His views on David Tua and his future in the heavyweight division:
“Well David’s looking really good. He has exceptional speed for a heavyweight and he still has exceptional power. He’s learning to box a little bit more now and learning to control the ring with a little more generalship and not relying on one big punch to end the fight. I was really happy with his last performance. He got to go twelve rounds and he controlled every round so I think he’s got a real good shot.”

On whether he believes Tua can deal with the Klitschko brothers:
“If David shows up, the question is whether the Klitschkos can deal with David because both of them have shown a tendency when they are hit hard, to get knocked out for one and sometimes they quit. They’re safety first fighters.”

On his experiences working with Pernell Witaker:
“I was very fortunate to get to work with Pernell. I consider Pernell one of the greatest fighters I ever met. He wasn’t a tremendous puncher, he was a tremendous boxer, but I think the greatest ability he had was he always found a way to beat you. When you stepped in that ring, you had to bring it because he was just an exceptional fighter. He knew what he was doing in there.”

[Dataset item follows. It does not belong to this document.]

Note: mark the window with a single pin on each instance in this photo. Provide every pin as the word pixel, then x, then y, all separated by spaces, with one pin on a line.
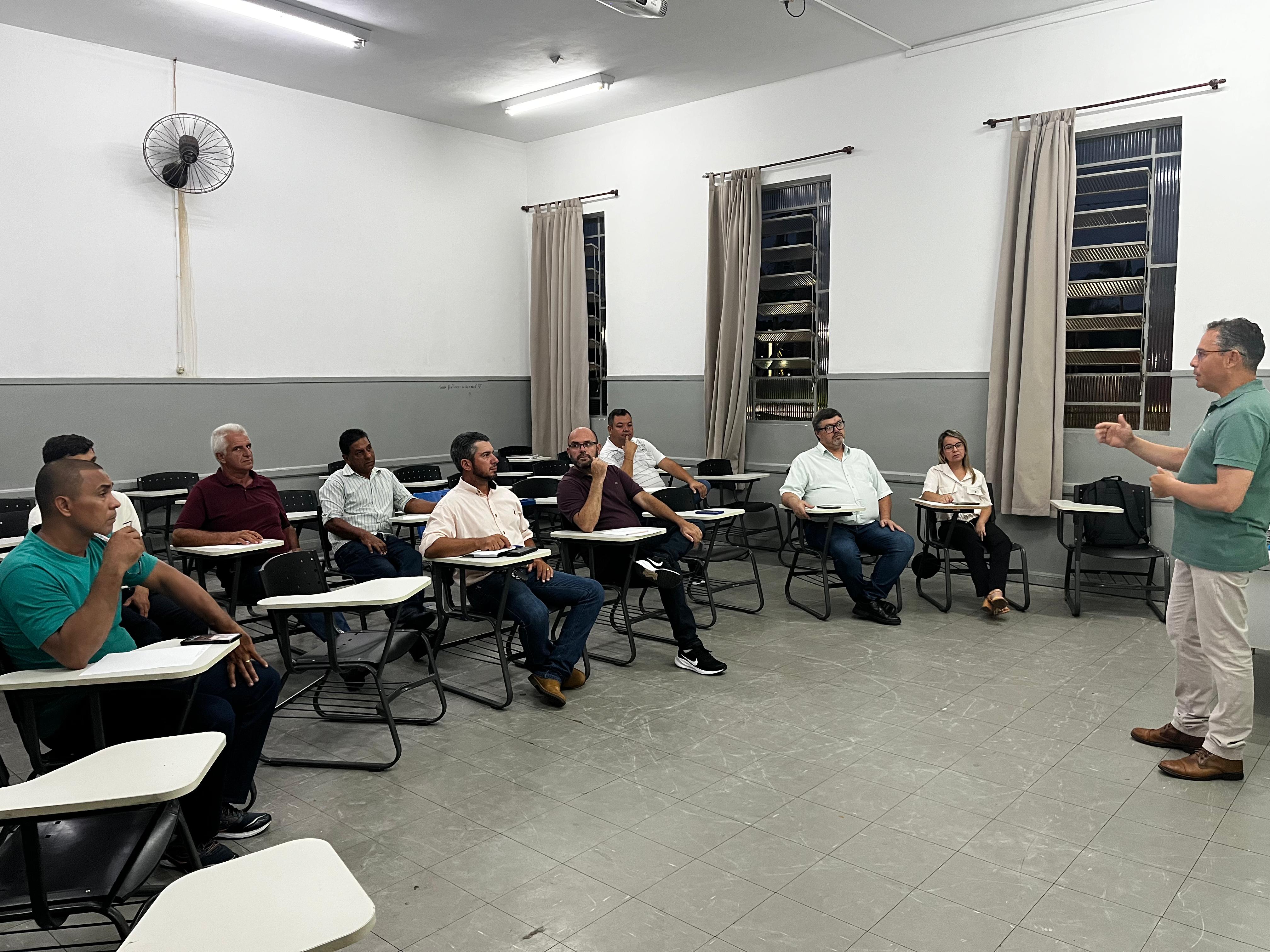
pixel 1122 277
pixel 790 379
pixel 598 343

On his working relationship with Ronnie Shields in co-training Adamek:
“It works out fine. Ronnie and I have trained together at Main Events we trained fighters together for seven, or eight, or nine years. So you’re right, it’s not our first experience so we get along fine. When the situation came up when I had to go down to New Zealand Ziggy and I talked and we felt that Ronnie’s style was probably the closest to mine. No two coaches are exactly alike but ours are probably very close.”

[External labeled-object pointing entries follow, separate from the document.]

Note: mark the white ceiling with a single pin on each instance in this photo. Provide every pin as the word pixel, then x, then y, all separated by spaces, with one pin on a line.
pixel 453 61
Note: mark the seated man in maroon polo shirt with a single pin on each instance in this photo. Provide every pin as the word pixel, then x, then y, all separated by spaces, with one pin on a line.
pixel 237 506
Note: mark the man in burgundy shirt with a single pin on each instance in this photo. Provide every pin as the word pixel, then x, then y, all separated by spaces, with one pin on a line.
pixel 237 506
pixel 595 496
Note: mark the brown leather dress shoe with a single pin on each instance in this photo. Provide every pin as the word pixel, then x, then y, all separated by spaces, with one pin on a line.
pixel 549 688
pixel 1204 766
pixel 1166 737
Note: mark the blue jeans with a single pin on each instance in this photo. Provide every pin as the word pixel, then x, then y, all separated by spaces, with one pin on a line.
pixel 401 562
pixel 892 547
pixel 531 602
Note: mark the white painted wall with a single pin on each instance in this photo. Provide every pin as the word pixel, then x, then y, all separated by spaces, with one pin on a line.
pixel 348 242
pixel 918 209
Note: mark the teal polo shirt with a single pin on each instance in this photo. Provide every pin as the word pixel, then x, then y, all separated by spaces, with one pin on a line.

On how the transition from Andrew Gmitruk to Ronnie and Roger has worked for Adamek:
“I don’t think he’s having any trouble at all, and I have to credit Ronnie Shields for coming in while I was gone and continuing on where I left off. Gmitruk is more of a European style trainer, and Ronnie and I are both American style trainers so I think that’s going to help him a lot. He’s still in transition. I think it’s going to take two or three more fights for him to really adapt to the American style.”

His views on the upcoming mega fight between Floyd Mayweather and Shane Mosley:
“I think it’s going to be a very interesting fight because Mosley is a little bigger fighter, body wise as far as his body composition, and I think that Floyd is probably the quicker of the two although Mosley has very fast hands also. I have to give the edge to Floyd, though, because he’s a defensive type fighter and he likes to have people attacking him and I believe Mosley is going to attack him so I think I might give the edge to him but I think it’s a very close fight.”

His final prediction for Adamek’s fight against Chris Arreola:
“A win. I know people want to say, oh he’s going to knock him out or something like that. I don’t care. As long as you get the “W”, a month later nobody will care. I think he will win, though, by decision.”